Between 1903 and 1913, the I.O.O.F. met in the upstairs room where a double entry system ensured that only members could gain access. Barkley explained when a member of the Oddfellows wished to enter the hall, a special knock would allow entrance into a small area where a peep hole in the second door would allow for visual identification before a password, which if correct, would allow entry to be granted. In 1913 the Oddfellows stopped using the hall when its own hall was built across the street at the present location of the Avonmore Pharmacy. The United Farmers of Ontario then rented the space between “1919 to 1923, at the time they formed the Government of Ontario under Premier E.C. Drury”.  

Barkley also mentioned “the pristine Edwardian hall upstairs, with its high ornamental tin ceilings and hardwood maple, wainscoting hall was scouted and tentatively approved for the set, for the banquet scene in the movie Billy Bathgate but not used when the exteriors in Vankleek Hill were declined”. The hall’s tin ceiling is still intact, with Barkley noting that Avonmore resident Bert Steele recollected “the huge all-seeing eye in the centre of the ornamental tin ceiling” when attending a farewell party for “W.J. McCart in the I.O.O.F. Hall above the Bank and Barkley’s in 1912 which dates to the time when the hall was used for Oddfellows meetings. 

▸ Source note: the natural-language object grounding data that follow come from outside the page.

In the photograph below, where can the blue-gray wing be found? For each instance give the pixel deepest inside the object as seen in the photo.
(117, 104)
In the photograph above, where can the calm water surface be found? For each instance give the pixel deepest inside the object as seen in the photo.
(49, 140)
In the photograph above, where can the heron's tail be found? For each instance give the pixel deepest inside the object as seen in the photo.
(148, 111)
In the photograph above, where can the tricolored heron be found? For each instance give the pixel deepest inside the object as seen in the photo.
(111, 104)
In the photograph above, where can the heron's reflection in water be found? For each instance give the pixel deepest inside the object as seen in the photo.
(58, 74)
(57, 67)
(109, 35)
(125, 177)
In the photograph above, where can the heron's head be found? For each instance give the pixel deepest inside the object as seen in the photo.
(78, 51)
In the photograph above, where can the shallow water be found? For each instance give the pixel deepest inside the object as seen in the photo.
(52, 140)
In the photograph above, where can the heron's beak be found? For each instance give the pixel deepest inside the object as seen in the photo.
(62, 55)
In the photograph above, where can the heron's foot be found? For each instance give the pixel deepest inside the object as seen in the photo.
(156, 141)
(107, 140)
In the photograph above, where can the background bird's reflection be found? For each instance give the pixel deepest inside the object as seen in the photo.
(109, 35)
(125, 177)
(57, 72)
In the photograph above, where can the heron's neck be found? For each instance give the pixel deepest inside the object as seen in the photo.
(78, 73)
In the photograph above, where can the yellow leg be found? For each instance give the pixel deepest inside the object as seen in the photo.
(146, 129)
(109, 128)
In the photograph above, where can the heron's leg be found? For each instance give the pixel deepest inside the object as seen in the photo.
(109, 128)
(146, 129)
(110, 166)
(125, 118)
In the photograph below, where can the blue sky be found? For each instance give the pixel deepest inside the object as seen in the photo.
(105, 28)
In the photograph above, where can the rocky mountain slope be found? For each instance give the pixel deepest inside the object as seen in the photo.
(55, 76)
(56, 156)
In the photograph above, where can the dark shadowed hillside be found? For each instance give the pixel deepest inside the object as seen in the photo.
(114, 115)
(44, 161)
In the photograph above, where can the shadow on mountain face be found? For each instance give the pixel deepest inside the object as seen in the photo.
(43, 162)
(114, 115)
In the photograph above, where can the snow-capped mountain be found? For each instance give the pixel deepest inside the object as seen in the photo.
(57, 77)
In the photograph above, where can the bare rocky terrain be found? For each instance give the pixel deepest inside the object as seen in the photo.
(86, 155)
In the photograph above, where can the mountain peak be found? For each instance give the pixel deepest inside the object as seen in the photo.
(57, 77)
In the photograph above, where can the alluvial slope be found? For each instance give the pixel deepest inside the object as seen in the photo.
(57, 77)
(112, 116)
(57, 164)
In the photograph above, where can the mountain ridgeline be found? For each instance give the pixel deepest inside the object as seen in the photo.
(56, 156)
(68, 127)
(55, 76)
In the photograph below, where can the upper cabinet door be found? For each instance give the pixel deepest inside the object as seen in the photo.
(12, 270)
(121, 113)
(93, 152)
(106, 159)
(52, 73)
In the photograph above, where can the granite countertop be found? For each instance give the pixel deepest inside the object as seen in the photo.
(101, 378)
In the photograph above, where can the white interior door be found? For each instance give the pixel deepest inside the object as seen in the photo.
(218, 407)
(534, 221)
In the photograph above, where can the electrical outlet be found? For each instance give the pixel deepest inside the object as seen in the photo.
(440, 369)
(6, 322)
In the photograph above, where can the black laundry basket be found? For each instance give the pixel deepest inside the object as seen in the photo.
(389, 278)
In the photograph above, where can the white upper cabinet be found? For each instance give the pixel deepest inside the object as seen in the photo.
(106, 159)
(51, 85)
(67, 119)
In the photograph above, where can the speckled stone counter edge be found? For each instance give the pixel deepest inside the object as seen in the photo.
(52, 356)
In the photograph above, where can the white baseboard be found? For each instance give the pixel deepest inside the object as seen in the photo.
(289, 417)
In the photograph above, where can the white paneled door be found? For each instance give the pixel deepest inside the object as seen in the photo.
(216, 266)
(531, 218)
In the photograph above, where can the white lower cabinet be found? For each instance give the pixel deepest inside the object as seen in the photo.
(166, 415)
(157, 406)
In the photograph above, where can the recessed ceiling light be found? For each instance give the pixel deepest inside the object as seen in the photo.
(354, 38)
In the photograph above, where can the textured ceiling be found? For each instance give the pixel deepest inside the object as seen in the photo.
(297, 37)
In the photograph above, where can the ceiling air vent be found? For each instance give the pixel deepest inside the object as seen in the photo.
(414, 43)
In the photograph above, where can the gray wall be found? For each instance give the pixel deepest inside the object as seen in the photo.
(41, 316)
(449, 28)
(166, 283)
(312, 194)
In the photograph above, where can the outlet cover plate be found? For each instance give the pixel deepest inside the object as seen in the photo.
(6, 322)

With the coming of the Church Union in 1925, the Avonmore Methodist Church proved too small for the greatly enlarged congregation. During the construction of St. James United Church, services were held in the hall above Barkley’s Store. Barkley related how a church pew from the Avonmore Methodist Church left in the upstairs hall was eventually donated (75 years later!) to St. James in 2000. 

The store underwent renovations in 1937, with owner Fred Barkley (Murray’s father) building stairs to the basement and upstairs from within the store. The vacant hall was used from that period onwards as a storage area for store records, fruit boxes, and egg crates, as well as a place for “my sisters and me to play” on rainy days. 

Today the large upstairs room provides those who are fortunate enough to see its double entryway, the beautiful tin ceiling and the adjacent “vestment” room; a glimpse into the social history of a small Ontario town.